From the SEP waveforms, two parameters were defined: amplitude representing the total peak-to-peak value of the signal within 5–40 ms after the stimulation and N1 latency representing the time from the stimulation to the first negative peak in the signal. The repeatability of the measurement was assessed by calculating the difference in the parameter values between the first and second recordings for each rat. For the analysis, only the hindlimb recordings were used.

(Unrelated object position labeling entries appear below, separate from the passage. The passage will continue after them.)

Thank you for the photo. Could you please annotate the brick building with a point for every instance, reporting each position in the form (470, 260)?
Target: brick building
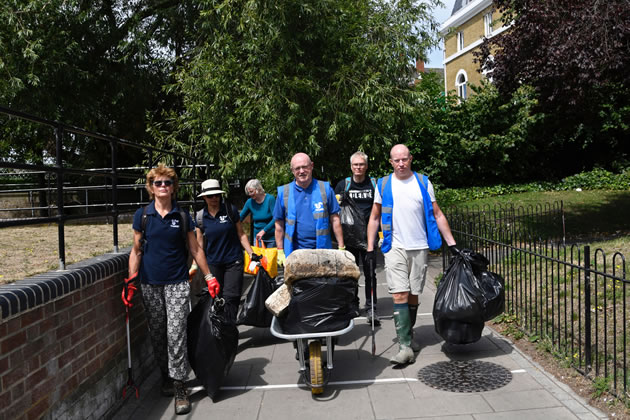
(463, 32)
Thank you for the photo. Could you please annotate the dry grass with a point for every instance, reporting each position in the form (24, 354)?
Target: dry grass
(29, 250)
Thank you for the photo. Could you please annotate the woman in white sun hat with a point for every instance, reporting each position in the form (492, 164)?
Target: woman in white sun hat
(220, 225)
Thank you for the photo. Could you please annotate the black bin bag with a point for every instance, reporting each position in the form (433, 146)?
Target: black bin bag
(353, 223)
(459, 307)
(253, 311)
(321, 304)
(212, 343)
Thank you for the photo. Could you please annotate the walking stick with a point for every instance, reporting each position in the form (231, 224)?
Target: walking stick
(371, 268)
(130, 383)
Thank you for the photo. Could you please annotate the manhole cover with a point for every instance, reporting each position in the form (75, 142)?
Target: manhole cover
(465, 376)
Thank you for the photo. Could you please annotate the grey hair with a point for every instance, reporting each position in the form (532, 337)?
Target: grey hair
(254, 184)
(358, 154)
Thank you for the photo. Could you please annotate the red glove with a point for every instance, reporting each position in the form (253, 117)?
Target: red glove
(193, 271)
(128, 290)
(213, 286)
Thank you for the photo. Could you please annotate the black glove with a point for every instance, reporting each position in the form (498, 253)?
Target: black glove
(370, 259)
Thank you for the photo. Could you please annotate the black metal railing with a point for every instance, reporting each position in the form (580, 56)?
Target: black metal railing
(573, 301)
(58, 179)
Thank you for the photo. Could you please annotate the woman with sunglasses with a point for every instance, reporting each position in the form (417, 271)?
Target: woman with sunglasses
(159, 258)
(219, 227)
(260, 205)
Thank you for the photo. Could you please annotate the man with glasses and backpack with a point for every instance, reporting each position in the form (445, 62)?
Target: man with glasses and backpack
(360, 189)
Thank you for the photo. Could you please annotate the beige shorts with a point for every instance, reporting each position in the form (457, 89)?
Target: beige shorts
(406, 271)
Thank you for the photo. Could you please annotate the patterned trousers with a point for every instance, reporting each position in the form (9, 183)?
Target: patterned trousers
(166, 307)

The effect of the isoflurane dosage on the SEP waveform, derived parameters, and repeatability of the measurement is illustrated in Figure 2. Increasing the concentration from 1.5% to 2.0% and finally to 2.5% resulted in a statistically significant decrease in the SEP amplitude. Furthermore, a slight increase in the N1 latency was observed which was, however, not statistically significant. Furthermore, the anaesthetic concentration did not have a statistically significant effect on the repeatability of the measurement, evaluated by the difference in the parameter values between the first and second recordings from the rats, suggesting comparable repeatability at all anaesthetic levels. The recordings could not be carried out at 1.0% isoflurane as the rats tended to have some unintentional limb movement at that concentration. OPEN IN VIEWER

Even though SEPs are often used for quantitative analysis of neural function in animal models in the literature,^10,11 little attention is paid to the fact that the measures are vulnerable to contamination from experimental factors such as anaesthetic delivery. Neglecting this source of artefact may lead to increased variability in the data and consequently, for example, raise the number of subjects included in the study unnecessarily. The current study showed the crucial role of a correct anaesthetic dosage in carrying out accurate SEP measurements using rats. In line with previous findings, ¹² increasing the anaesthetic concentration significantly suppressed the SEP amplitude, emphasizing the importance of carefully controlled fixed anaesthetic delivery during the measurement and between consecutive recordings. Based on the results of the current study, 1.5% isoflurane concentration is suggested to be used when SEPs are being recorded in a rat model. This dosage resulted in the highest SEP amplitude and thus the best signal-to-noise ratio which is of interest especially when dealing with a model which includes possible neural injury. Lighter concentrations led to inadequate anaesthesia and unintentional limb movement which contaminated the recordings. A 1.5% concentration achieved the best signal-to-noise ratio; and equally, or even more, important to this was the fact that the repeatability of the measurements was comparable with that of the other concentrations. This indicates the stability of the recordings at this lowest feasible concentration which, in combination with this optimal signal-to-noise ratio, guarantees the best conditions for SEP measurements. Even though in this study only the effects of isoflurane were being studied, similar results can be expected when using other anaesthetics with GABAergic pharmacodynamics. With these drugs, a similar approach is suggested when optimizing the anaesthetic delivery to achieve a high quality in SEP recordings.